I didn't know of anyone who made bases in the size I needed, so I contacted Renaissance Ink. They make custom bases, and when they found out this was for a Workbench project, they donated the items.
Steel bases don't take a lot of preparation. One thing to look for is burrs - lips of metal where the bases have been cut. These interfere with the model lying flat on the magnetic sheet, and sometimes are sharp enough to cut the skin. As the photo shows, one of my samples had a slight lip on the end.
The simple remedy is to apply a file to the edge and whack off the lip - or you can be lazy and use a motortool, as I did with my Dremel, and see plenty of sparks fly!

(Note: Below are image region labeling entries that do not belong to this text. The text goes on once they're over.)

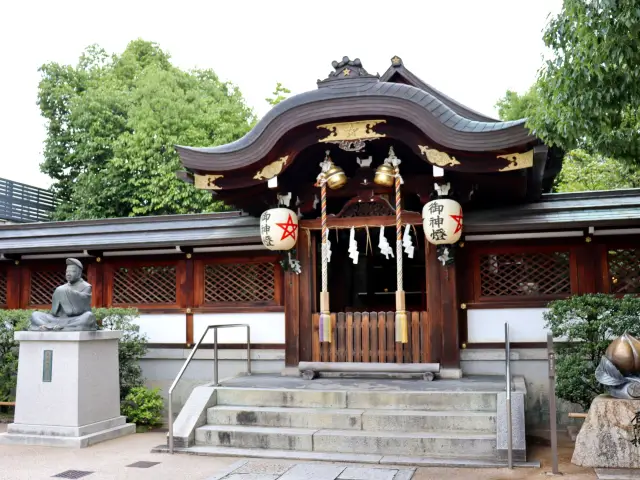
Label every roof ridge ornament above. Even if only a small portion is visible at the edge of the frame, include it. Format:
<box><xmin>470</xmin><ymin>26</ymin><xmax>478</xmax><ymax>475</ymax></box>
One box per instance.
<box><xmin>318</xmin><ymin>57</ymin><xmax>380</xmax><ymax>85</ymax></box>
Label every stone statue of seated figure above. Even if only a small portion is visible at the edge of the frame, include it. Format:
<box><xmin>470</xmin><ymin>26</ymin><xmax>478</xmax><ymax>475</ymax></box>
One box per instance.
<box><xmin>29</xmin><ymin>258</ymin><xmax>98</xmax><ymax>332</ymax></box>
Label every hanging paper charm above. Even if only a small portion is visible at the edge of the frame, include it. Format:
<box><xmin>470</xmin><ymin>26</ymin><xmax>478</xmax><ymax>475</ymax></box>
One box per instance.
<box><xmin>402</xmin><ymin>224</ymin><xmax>416</xmax><ymax>258</ymax></box>
<box><xmin>260</xmin><ymin>208</ymin><xmax>298</xmax><ymax>250</ymax></box>
<box><xmin>349</xmin><ymin>227</ymin><xmax>359</xmax><ymax>265</ymax></box>
<box><xmin>422</xmin><ymin>198</ymin><xmax>462</xmax><ymax>245</ymax></box>
<box><xmin>378</xmin><ymin>227</ymin><xmax>393</xmax><ymax>260</ymax></box>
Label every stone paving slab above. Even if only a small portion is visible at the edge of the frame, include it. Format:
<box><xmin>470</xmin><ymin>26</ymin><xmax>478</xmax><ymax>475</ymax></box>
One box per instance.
<box><xmin>214</xmin><ymin>460</ymin><xmax>415</xmax><ymax>480</ymax></box>
<box><xmin>595</xmin><ymin>468</ymin><xmax>640</xmax><ymax>480</ymax></box>
<box><xmin>338</xmin><ymin>467</ymin><xmax>398</xmax><ymax>480</ymax></box>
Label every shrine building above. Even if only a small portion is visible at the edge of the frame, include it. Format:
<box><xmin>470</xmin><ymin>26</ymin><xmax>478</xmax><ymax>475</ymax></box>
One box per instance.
<box><xmin>0</xmin><ymin>57</ymin><xmax>640</xmax><ymax>459</ymax></box>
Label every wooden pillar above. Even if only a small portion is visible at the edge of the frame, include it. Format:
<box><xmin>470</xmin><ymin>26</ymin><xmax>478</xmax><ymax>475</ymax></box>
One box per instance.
<box><xmin>424</xmin><ymin>242</ymin><xmax>460</xmax><ymax>368</ymax></box>
<box><xmin>87</xmin><ymin>257</ymin><xmax>106</xmax><ymax>308</ymax></box>
<box><xmin>298</xmin><ymin>230</ymin><xmax>317</xmax><ymax>362</ymax></box>
<box><xmin>176</xmin><ymin>253</ymin><xmax>195</xmax><ymax>346</ymax></box>
<box><xmin>7</xmin><ymin>265</ymin><xmax>22</xmax><ymax>309</ymax></box>
<box><xmin>284</xmin><ymin>270</ymin><xmax>300</xmax><ymax>367</ymax></box>
<box><xmin>284</xmin><ymin>229</ymin><xmax>315</xmax><ymax>367</ymax></box>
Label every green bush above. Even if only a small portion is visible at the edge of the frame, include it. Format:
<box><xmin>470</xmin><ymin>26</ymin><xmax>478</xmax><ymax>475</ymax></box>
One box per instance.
<box><xmin>0</xmin><ymin>308</ymin><xmax>147</xmax><ymax>402</ymax></box>
<box><xmin>0</xmin><ymin>310</ymin><xmax>31</xmax><ymax>402</ymax></box>
<box><xmin>93</xmin><ymin>308</ymin><xmax>148</xmax><ymax>400</ymax></box>
<box><xmin>544</xmin><ymin>294</ymin><xmax>640</xmax><ymax>410</ymax></box>
<box><xmin>120</xmin><ymin>387</ymin><xmax>164</xmax><ymax>429</ymax></box>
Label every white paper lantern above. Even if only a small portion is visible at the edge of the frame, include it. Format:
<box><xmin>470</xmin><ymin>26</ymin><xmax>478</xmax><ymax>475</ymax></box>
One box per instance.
<box><xmin>422</xmin><ymin>198</ymin><xmax>462</xmax><ymax>245</ymax></box>
<box><xmin>260</xmin><ymin>208</ymin><xmax>298</xmax><ymax>250</ymax></box>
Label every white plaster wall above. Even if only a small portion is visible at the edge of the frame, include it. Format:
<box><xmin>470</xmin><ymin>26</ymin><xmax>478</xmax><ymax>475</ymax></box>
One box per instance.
<box><xmin>193</xmin><ymin>312</ymin><xmax>284</xmax><ymax>343</ymax></box>
<box><xmin>467</xmin><ymin>308</ymin><xmax>548</xmax><ymax>343</ymax></box>
<box><xmin>135</xmin><ymin>313</ymin><xmax>187</xmax><ymax>343</ymax></box>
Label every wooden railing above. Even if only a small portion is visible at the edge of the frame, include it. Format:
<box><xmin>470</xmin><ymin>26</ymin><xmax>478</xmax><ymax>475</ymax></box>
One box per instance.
<box><xmin>311</xmin><ymin>312</ymin><xmax>429</xmax><ymax>363</ymax></box>
<box><xmin>0</xmin><ymin>178</ymin><xmax>57</xmax><ymax>223</ymax></box>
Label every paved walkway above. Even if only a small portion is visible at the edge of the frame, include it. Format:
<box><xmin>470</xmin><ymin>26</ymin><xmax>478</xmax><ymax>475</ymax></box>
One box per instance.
<box><xmin>0</xmin><ymin>425</ymin><xmax>596</xmax><ymax>480</ymax></box>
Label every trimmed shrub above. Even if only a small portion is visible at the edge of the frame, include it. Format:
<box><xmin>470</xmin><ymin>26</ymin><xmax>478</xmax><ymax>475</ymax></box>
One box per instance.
<box><xmin>544</xmin><ymin>294</ymin><xmax>640</xmax><ymax>410</ymax></box>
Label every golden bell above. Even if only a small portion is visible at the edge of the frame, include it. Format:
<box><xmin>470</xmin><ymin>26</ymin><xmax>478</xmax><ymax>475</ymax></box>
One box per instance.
<box><xmin>605</xmin><ymin>333</ymin><xmax>640</xmax><ymax>375</ymax></box>
<box><xmin>373</xmin><ymin>163</ymin><xmax>396</xmax><ymax>187</ymax></box>
<box><xmin>325</xmin><ymin>164</ymin><xmax>347</xmax><ymax>190</ymax></box>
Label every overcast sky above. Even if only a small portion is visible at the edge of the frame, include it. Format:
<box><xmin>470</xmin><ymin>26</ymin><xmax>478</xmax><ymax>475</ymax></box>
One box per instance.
<box><xmin>0</xmin><ymin>0</ymin><xmax>562</xmax><ymax>187</ymax></box>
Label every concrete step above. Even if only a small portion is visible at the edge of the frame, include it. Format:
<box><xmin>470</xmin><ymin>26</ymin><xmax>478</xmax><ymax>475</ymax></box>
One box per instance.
<box><xmin>151</xmin><ymin>445</ymin><xmax>540</xmax><ymax>468</ymax></box>
<box><xmin>207</xmin><ymin>405</ymin><xmax>365</xmax><ymax>430</ymax></box>
<box><xmin>207</xmin><ymin>405</ymin><xmax>496</xmax><ymax>433</ymax></box>
<box><xmin>313</xmin><ymin>430</ymin><xmax>496</xmax><ymax>458</ymax></box>
<box><xmin>362</xmin><ymin>409</ymin><xmax>496</xmax><ymax>435</ymax></box>
<box><xmin>217</xmin><ymin>387</ymin><xmax>497</xmax><ymax>412</ymax></box>
<box><xmin>195</xmin><ymin>425</ymin><xmax>496</xmax><ymax>458</ymax></box>
<box><xmin>195</xmin><ymin>425</ymin><xmax>317</xmax><ymax>452</ymax></box>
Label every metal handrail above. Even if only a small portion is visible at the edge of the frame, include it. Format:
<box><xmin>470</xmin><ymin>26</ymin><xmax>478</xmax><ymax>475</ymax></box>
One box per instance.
<box><xmin>169</xmin><ymin>323</ymin><xmax>251</xmax><ymax>453</ymax></box>
<box><xmin>504</xmin><ymin>322</ymin><xmax>513</xmax><ymax>468</ymax></box>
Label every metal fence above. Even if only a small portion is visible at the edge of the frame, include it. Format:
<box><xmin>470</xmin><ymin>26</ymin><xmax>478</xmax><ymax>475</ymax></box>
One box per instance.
<box><xmin>0</xmin><ymin>178</ymin><xmax>56</xmax><ymax>223</ymax></box>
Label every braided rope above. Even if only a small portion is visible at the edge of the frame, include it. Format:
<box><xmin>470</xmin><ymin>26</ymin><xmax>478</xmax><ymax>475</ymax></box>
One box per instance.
<box><xmin>396</xmin><ymin>167</ymin><xmax>403</xmax><ymax>292</ymax></box>
<box><xmin>320</xmin><ymin>179</ymin><xmax>329</xmax><ymax>292</ymax></box>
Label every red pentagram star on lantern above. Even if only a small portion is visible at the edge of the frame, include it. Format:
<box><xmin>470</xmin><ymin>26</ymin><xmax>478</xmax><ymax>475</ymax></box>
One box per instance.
<box><xmin>449</xmin><ymin>209</ymin><xmax>462</xmax><ymax>235</ymax></box>
<box><xmin>276</xmin><ymin>214</ymin><xmax>298</xmax><ymax>242</ymax></box>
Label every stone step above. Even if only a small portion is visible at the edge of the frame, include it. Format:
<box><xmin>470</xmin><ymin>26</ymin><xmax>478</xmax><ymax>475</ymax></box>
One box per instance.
<box><xmin>195</xmin><ymin>425</ymin><xmax>317</xmax><ymax>452</ymax></box>
<box><xmin>207</xmin><ymin>405</ymin><xmax>496</xmax><ymax>433</ymax></box>
<box><xmin>362</xmin><ymin>409</ymin><xmax>496</xmax><ymax>435</ymax></box>
<box><xmin>313</xmin><ymin>430</ymin><xmax>496</xmax><ymax>458</ymax></box>
<box><xmin>151</xmin><ymin>445</ymin><xmax>540</xmax><ymax>468</ymax></box>
<box><xmin>195</xmin><ymin>425</ymin><xmax>496</xmax><ymax>458</ymax></box>
<box><xmin>216</xmin><ymin>387</ymin><xmax>497</xmax><ymax>412</ymax></box>
<box><xmin>207</xmin><ymin>405</ymin><xmax>365</xmax><ymax>430</ymax></box>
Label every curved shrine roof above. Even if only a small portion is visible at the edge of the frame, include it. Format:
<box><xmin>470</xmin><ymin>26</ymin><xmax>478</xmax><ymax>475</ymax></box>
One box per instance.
<box><xmin>176</xmin><ymin>57</ymin><xmax>536</xmax><ymax>171</ymax></box>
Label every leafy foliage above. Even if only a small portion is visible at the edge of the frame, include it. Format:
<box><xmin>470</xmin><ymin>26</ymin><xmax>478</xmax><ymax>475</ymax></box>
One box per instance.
<box><xmin>120</xmin><ymin>387</ymin><xmax>164</xmax><ymax>427</ymax></box>
<box><xmin>38</xmin><ymin>39</ymin><xmax>254</xmax><ymax>219</ymax></box>
<box><xmin>555</xmin><ymin>149</ymin><xmax>640</xmax><ymax>192</ymax></box>
<box><xmin>0</xmin><ymin>308</ymin><xmax>147</xmax><ymax>401</ymax></box>
<box><xmin>496</xmin><ymin>87</ymin><xmax>538</xmax><ymax>121</ymax></box>
<box><xmin>528</xmin><ymin>0</ymin><xmax>640</xmax><ymax>163</ymax></box>
<box><xmin>544</xmin><ymin>294</ymin><xmax>640</xmax><ymax>410</ymax></box>
<box><xmin>496</xmin><ymin>88</ymin><xmax>640</xmax><ymax>192</ymax></box>
<box><xmin>0</xmin><ymin>310</ymin><xmax>31</xmax><ymax>402</ymax></box>
<box><xmin>93</xmin><ymin>308</ymin><xmax>148</xmax><ymax>399</ymax></box>
<box><xmin>265</xmin><ymin>82</ymin><xmax>291</xmax><ymax>107</ymax></box>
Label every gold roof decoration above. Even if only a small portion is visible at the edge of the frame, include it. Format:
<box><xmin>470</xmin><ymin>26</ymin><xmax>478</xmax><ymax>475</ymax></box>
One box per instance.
<box><xmin>253</xmin><ymin>155</ymin><xmax>289</xmax><ymax>180</ymax></box>
<box><xmin>497</xmin><ymin>150</ymin><xmax>533</xmax><ymax>172</ymax></box>
<box><xmin>318</xmin><ymin>120</ymin><xmax>387</xmax><ymax>143</ymax></box>
<box><xmin>193</xmin><ymin>173</ymin><xmax>224</xmax><ymax>190</ymax></box>
<box><xmin>418</xmin><ymin>145</ymin><xmax>460</xmax><ymax>167</ymax></box>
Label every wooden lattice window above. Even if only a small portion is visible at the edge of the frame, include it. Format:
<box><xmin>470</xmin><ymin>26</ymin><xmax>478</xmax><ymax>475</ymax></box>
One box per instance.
<box><xmin>111</xmin><ymin>265</ymin><xmax>177</xmax><ymax>305</ymax></box>
<box><xmin>607</xmin><ymin>248</ymin><xmax>640</xmax><ymax>294</ymax></box>
<box><xmin>480</xmin><ymin>252</ymin><xmax>571</xmax><ymax>297</ymax></box>
<box><xmin>0</xmin><ymin>270</ymin><xmax>7</xmax><ymax>306</ymax></box>
<box><xmin>29</xmin><ymin>268</ymin><xmax>87</xmax><ymax>306</ymax></box>
<box><xmin>204</xmin><ymin>263</ymin><xmax>276</xmax><ymax>305</ymax></box>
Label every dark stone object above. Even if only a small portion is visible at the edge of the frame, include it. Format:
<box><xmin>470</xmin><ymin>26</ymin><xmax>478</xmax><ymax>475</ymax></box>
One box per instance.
<box><xmin>29</xmin><ymin>258</ymin><xmax>98</xmax><ymax>332</ymax></box>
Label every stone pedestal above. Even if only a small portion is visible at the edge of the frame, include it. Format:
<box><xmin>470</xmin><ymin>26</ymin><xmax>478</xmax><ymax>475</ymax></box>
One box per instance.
<box><xmin>0</xmin><ymin>331</ymin><xmax>135</xmax><ymax>448</ymax></box>
<box><xmin>571</xmin><ymin>395</ymin><xmax>640</xmax><ymax>473</ymax></box>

Since I would be using these bases with magnetic sheeting, I examined the bases to see which side would lay flattest. (A curve reduces the amount of steel in proximity to the magnetic sheet, which reduces the magnetic attraction.) Three of the bases were perfectly flat and so it didn't matter which side was down, but one had a slight bend. I then spray-painted the bottoms flat black.
Usually, my next step would be to cover the top of the base with brown paint, then sprinkle sand on while the paint is still wet - giving a "desert" texture to the base. However, somewhere on the Internet (and I'd give the guy credit, but I just don't remember where!) I read a tip about using sandpaper as a texturing material.
So I went to the $1.00 USD store (an inexpensive retail store), and bought some really cheap, heavy grit sandpaper. I sprayed a sheet with clear sealer to hold the sand particles on.
How to attach the sandpaper to the bases? I wanted an adhesive that wouldn't flake off in a few years, so I chose an epoxy. This is a common type of adhesive found in hardware stores. It comes in two tubes, you squirt both tubes onto a mixing area, then stir them together to form a sticky mess. I use old yogurt lids to stir the glue, and use wooden spoons that I buy cheap at the $1.00 USD store.
I smeared a thin layer of epoxy on the bases, laid them on the sandpaper, then used clamps to hold them together until the epoxy was dry. (The clamps also help squeeze out any excess glue, so the sandpaper and bases are tight together.)
When the resin is dry (in about an hour), I used an old pair of scissors to cut the bases out. Cut carefully so that you don't yank any sandpaper off the top, or leave too much hanging over the side. Then touch up the sides with a little paint of the same color as the sandpaper.